L’eau reste une sorte de fil conducteur à travers toute la pièce. Aussi bien comme un élément menaçant qui peut tuer, comme le montrent les scènes avec les réfugiés sur leurs embarcations, que comme source de la vie, comme un élément purifiant. Que Mariangela devait porter une bassine verte en plastique sur la tête et faire la lessive à genoux dans le bassin en question signifie que même de nos jours ce sont toujours les femmes dans de nombreuses sociétés à qui incombent les tâches ingrates. Amour, rivalité et solitude complètent cette représentation pleine de métaphores. Toutes ces émotions humaines sont englobées dans un contexte plus large qui se ferme à la fin. A l’aide de longs bâtons en bois, Tedde transforme avec Puigdefabregas les voiles en bandes: Ils les bougent de telle sorte qu’elles ressemblent aux dragons porte-bonheur chinois qui peuplent les rues asiatiques à l’occasion des fêtes du nouvel an.

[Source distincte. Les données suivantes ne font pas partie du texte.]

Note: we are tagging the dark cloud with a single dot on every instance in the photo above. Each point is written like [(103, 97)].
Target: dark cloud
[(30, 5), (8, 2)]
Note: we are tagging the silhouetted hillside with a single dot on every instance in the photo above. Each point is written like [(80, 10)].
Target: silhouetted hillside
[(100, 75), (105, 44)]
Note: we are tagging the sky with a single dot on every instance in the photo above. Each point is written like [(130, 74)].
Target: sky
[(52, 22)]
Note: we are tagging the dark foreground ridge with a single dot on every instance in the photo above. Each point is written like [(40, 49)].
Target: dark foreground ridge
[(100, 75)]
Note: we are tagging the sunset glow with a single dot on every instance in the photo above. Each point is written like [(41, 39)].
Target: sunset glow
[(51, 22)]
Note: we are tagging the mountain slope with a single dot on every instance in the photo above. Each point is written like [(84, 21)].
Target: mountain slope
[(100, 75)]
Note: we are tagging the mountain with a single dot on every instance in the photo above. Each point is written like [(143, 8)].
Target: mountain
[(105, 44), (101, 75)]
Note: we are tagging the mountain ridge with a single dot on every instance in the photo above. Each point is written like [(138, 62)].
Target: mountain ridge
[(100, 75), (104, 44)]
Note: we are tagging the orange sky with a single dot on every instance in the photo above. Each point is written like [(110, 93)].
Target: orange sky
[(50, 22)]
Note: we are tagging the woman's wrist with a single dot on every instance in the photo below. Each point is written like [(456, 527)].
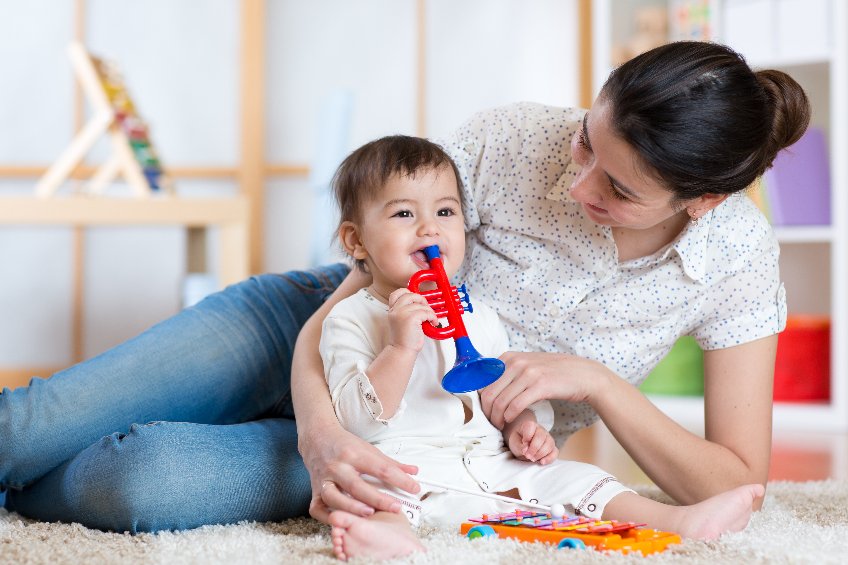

Quand le chant asiatique bascule pour devenir chorale chrétienne, l’idée du mythe religieux asiatique se mue en sujet principal du christianisme, la résurrection. Les bandes blanches ne sont plus ni voiles, ni dragons, mais ce sont des linceuls qui, ayant perdu leur fonction initiale s’envolent dans les airs. La danse de joie que Siani effectue juste en dessous souligne ce message.

Une fin conciliatrice d’une performance de danse contemporaine qu’on ne pouvait rêver mieux.